The benefit of the use of Vasopressin in adjunct to Norepinephrine has remained debatable in scientific literature, with a lack of data from LMICs. Our study showed that although there was no difference in mortality between the two groups, admission SOFA scores and admission lactate levels were found to be significantly higher in the norepinephrine-vasopressin combination group. Hence, physicians from Pakistan used the combination therapy in resistant septic shock patients who were sicker to begin with. Furthermore, duration of vasopressor therapy and ICU admission was also significantly higher in the norepinephrine-vasopressin group. Considering the recent hyperinflation of vasopressors costs and that most healthcare expenditure for patients in Pakistan is out-of-pocket, this can consequently lead to unwarranted financial burden for patients and their families.
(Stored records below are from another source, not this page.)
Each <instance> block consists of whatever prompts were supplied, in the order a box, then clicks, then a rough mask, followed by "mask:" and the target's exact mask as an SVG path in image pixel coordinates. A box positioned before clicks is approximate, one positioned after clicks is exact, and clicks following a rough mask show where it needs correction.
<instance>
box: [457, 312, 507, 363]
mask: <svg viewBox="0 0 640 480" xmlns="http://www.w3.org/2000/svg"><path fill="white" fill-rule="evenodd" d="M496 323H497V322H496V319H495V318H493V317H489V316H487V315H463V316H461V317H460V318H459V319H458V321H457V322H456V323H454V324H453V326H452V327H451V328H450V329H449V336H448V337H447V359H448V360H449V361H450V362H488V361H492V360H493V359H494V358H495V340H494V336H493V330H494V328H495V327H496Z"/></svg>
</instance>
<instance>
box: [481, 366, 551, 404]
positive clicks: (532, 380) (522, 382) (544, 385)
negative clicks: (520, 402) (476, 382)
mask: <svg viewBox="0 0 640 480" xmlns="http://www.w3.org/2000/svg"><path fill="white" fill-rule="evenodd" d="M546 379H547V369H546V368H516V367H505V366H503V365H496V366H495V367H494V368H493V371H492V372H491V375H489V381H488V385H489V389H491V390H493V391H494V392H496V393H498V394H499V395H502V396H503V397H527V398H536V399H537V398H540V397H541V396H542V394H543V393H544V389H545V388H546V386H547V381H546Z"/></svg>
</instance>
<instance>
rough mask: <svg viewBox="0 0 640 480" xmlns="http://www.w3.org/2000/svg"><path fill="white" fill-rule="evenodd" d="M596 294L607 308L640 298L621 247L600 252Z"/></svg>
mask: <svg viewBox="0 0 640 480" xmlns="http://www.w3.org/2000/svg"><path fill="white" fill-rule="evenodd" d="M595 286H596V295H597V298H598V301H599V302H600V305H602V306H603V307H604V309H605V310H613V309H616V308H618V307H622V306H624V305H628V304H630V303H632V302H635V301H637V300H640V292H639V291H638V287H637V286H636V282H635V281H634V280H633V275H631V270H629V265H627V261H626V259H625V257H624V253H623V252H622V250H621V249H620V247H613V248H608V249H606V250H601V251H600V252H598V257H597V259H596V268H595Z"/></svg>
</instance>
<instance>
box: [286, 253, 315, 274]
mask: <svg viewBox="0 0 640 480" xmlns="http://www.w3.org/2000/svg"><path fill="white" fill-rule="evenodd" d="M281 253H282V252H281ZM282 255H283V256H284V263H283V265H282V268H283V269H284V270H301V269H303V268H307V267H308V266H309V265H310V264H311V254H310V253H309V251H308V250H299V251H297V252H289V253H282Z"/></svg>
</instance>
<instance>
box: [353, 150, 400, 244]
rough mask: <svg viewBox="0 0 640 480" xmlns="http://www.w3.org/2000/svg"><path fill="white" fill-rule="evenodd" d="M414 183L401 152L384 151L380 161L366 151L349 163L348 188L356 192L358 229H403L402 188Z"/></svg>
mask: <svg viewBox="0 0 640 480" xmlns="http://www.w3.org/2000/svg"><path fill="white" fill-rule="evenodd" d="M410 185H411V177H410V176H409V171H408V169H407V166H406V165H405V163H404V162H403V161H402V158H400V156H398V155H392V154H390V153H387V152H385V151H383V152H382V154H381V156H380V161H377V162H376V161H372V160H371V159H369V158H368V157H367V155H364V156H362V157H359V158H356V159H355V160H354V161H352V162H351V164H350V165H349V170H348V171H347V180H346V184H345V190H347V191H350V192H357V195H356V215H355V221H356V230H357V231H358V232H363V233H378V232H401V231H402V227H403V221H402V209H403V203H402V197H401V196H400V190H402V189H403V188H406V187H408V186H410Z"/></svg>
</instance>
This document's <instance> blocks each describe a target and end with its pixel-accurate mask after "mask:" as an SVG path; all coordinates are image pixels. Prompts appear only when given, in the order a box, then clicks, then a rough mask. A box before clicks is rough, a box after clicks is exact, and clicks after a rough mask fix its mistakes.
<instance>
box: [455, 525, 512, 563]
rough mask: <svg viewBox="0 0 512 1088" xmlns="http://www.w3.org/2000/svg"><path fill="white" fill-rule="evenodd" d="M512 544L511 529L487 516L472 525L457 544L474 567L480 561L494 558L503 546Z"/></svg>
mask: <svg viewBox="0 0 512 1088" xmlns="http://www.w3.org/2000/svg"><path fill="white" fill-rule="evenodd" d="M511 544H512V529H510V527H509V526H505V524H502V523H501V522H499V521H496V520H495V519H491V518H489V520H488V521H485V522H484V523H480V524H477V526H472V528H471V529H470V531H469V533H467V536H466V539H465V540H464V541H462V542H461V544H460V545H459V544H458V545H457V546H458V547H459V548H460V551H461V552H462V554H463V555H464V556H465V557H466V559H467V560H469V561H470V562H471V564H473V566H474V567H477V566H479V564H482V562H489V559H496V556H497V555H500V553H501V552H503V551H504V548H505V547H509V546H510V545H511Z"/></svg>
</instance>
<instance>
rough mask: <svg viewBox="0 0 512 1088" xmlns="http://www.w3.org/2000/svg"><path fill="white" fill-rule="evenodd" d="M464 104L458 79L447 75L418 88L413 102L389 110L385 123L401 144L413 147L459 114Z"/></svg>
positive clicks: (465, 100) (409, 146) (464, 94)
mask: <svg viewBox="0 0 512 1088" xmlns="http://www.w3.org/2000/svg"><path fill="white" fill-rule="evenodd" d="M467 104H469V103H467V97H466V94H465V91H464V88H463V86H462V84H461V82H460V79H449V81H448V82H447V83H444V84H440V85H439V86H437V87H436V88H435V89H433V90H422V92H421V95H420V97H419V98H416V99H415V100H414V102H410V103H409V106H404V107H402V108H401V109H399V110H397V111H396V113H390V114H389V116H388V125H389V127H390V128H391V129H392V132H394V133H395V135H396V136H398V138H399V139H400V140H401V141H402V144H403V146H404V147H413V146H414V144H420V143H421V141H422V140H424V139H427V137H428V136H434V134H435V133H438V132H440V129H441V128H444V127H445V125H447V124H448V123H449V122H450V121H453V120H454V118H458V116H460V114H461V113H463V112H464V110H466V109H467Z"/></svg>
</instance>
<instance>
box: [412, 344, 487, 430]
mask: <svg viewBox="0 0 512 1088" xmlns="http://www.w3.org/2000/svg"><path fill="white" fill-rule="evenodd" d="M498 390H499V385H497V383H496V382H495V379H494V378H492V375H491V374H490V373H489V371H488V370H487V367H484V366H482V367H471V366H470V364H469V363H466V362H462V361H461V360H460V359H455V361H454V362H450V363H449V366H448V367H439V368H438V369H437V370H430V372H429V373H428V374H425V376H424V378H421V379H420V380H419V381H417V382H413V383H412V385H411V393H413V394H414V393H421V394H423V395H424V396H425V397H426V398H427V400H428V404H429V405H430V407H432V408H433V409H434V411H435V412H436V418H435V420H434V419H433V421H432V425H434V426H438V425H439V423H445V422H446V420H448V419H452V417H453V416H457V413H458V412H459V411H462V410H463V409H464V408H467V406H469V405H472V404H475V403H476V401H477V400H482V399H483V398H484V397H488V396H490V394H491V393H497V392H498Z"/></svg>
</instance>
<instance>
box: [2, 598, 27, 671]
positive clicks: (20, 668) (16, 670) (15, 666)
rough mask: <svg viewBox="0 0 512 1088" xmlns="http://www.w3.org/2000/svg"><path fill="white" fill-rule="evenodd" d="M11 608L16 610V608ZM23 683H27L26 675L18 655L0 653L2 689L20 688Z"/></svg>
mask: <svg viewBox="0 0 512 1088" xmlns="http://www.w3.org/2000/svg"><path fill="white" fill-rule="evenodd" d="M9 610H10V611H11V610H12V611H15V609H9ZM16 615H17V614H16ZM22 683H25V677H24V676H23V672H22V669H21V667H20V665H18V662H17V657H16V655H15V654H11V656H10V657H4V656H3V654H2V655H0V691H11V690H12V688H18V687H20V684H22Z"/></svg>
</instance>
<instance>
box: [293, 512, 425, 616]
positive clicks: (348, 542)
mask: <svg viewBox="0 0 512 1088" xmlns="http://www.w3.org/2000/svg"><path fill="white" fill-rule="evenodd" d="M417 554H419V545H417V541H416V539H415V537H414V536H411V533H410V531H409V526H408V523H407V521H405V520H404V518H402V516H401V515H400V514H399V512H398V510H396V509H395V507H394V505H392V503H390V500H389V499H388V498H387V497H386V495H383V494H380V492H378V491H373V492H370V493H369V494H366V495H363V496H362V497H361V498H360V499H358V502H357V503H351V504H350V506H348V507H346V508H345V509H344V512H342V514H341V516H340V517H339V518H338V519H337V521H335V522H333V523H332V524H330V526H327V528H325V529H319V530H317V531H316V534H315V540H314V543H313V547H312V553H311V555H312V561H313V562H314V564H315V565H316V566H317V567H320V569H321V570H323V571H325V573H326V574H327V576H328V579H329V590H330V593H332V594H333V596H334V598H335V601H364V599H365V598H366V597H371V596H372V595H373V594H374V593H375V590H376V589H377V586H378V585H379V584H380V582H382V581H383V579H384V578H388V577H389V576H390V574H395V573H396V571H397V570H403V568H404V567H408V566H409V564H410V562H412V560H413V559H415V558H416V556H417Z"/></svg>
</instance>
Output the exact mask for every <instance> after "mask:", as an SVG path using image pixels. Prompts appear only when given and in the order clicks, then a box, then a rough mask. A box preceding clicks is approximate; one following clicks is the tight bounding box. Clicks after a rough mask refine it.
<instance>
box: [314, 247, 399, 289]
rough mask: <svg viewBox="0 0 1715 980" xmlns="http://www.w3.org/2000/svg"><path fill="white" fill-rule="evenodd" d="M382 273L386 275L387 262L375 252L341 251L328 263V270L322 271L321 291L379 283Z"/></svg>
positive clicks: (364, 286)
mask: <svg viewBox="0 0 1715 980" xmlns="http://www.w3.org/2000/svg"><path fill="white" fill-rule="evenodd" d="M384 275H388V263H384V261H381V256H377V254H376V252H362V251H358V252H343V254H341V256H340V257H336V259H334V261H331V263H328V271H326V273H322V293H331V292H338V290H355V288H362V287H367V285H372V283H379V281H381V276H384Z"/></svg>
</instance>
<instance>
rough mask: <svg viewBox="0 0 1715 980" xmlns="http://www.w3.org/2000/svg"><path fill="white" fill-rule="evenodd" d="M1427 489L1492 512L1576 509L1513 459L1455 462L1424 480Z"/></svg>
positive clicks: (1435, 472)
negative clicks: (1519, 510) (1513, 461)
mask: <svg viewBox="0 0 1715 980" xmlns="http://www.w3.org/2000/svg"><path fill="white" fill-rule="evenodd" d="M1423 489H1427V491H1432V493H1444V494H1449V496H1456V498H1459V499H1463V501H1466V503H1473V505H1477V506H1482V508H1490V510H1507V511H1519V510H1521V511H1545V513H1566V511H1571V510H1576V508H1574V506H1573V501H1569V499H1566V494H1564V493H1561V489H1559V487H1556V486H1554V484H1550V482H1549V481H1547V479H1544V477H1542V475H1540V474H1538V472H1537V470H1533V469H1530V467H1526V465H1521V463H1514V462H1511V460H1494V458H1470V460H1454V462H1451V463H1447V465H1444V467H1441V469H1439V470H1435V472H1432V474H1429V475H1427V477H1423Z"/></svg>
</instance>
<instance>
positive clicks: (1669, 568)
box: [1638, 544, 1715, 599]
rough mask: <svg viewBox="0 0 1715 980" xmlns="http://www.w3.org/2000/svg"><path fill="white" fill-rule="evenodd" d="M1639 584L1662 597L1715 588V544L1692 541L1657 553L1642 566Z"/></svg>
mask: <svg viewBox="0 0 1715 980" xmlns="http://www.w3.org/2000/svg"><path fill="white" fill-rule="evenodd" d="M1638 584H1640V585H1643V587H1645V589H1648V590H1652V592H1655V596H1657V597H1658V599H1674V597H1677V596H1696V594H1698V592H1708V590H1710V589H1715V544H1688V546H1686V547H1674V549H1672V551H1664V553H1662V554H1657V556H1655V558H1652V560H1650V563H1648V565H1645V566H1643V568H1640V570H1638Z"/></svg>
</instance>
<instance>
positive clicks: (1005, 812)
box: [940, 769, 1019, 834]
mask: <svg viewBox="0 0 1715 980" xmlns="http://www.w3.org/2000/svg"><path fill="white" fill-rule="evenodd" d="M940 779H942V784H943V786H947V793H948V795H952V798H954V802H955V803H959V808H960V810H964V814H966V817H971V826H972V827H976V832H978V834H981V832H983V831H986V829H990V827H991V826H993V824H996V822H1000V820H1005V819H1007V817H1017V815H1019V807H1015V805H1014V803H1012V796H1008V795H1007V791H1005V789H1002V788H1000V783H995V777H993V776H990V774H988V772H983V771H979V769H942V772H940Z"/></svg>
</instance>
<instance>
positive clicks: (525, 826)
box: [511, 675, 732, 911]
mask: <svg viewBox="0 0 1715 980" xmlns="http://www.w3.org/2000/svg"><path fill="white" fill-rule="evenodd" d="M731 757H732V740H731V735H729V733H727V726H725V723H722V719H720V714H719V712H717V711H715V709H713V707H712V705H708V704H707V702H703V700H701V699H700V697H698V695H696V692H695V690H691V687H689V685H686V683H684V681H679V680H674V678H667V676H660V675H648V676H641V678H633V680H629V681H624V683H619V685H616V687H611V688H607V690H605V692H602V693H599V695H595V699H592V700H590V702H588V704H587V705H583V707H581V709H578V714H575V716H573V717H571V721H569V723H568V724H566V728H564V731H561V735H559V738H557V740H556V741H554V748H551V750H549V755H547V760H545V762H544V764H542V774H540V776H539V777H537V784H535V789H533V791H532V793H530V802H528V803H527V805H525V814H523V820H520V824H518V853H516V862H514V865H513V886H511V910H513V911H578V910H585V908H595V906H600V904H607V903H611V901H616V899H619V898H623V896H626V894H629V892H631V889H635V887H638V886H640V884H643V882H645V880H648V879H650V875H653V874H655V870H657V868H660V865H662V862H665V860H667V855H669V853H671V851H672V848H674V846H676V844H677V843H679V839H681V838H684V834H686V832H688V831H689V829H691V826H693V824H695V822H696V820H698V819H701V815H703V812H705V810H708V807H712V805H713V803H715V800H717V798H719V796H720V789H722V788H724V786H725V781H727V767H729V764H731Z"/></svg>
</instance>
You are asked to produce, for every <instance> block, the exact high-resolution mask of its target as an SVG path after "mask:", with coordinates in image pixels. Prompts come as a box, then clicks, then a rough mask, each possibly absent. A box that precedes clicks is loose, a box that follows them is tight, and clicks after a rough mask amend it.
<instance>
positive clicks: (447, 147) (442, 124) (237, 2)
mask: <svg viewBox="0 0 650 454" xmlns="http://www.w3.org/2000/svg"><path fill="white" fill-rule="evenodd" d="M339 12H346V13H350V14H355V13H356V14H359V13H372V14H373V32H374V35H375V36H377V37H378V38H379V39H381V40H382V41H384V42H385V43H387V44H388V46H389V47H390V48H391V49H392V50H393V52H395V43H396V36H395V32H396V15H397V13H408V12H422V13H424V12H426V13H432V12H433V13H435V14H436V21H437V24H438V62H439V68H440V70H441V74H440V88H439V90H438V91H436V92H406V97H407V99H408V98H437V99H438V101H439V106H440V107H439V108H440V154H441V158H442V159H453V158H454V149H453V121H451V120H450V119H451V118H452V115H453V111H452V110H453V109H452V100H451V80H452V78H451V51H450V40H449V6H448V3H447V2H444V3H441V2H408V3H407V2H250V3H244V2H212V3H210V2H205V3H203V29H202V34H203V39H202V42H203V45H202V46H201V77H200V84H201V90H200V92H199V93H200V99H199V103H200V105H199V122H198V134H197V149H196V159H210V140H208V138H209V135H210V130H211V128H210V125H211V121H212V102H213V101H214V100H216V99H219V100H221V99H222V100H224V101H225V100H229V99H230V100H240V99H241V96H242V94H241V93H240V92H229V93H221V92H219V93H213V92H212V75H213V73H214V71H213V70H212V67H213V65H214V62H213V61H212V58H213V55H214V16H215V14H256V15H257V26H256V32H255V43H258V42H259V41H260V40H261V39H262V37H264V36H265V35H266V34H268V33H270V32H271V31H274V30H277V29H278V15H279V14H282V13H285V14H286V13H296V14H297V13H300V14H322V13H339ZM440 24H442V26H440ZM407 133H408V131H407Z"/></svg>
Therefore, future studies, especially from LMICs, are needed to justify the usage of vasopressin and norepinephrine for the treatment of septic shock.

ACKNOWLEDGMENTS

We would like to acknowledge Russell Seth Martins for his statistical assistance with this project and Dr. Minahil Khakwani for proofreading this article.

TABLE 4.

Univariate and Multivariable Logistic Regression

Variables	Norepinephrine and Vasopressin
	Crude OR (95% CI)	p	Adjusted OR (95% CI)a	p
Age	0.981 (0.971–0.992)	0.001	0.985 (0.971–0.999)	0.043
Gender
Male	1.100 (0.763–1.587)	0.609
Female	Reference
Diabetes	0.905 (0.631–1.298)	0.586
Hypertension	1.034 (0.720–1.485)	0.857
Ischemic heart disease	0.903 (0.591–1.380)	0.636
Chronic kidney disease	1.240 (0.819–1.876)	0.310
Malignancy	1.152 (0.651–2.037)	0.628
Charlson Comorbidity Index	0.958 (0.892–1.030)	0.246	0.977 (0.890–1.072)	0.618
Hemoglobin at admission (g/dL)	1.038 (0.967–1.114)	0.307
Serum creatinine at admission (mg/dL)	0.991 (0.929–1.056)	0.774
SOFA score at admission	1.125 (1.066–1.188)	< 0.001	1.100 (1.014–1.193)	0.022
Quick SOFA score at admission	1.278 (1.070–1.525)	0.007	1.134 (0.868–1.483)	0.357
Lactate at admission (mmol/L)	1.159 (1.108–1.212)	< 0.001	1.167 (1.109–1.227)	< 0.001
Duration on ventilator (s)	0.991 (0.947–1.036)	0.688
Duration of vasopressor use (s)	1.403 (1.259–1.564)	< 0.001	1.481 (1.316–1.666)	< 0.001
Level of care
Patients in ICU care	3.143 (1.831–5.396)	< 0.001	3.025 (1.682–5.441)	< 0.001
Patients in Special Care Unit care	Reference
Mortality	1.500 (1.044–2.156)	0.028	0.633 (0.370–1.081)	0.094

OR = odds ratio, SOFA = Sequential Organ Failure Assessment.

aAdjusted for variables with p < 0.25 on univariate analysis.

Boldface values indicate statistically significant (p value ≤0.05) upon analysis.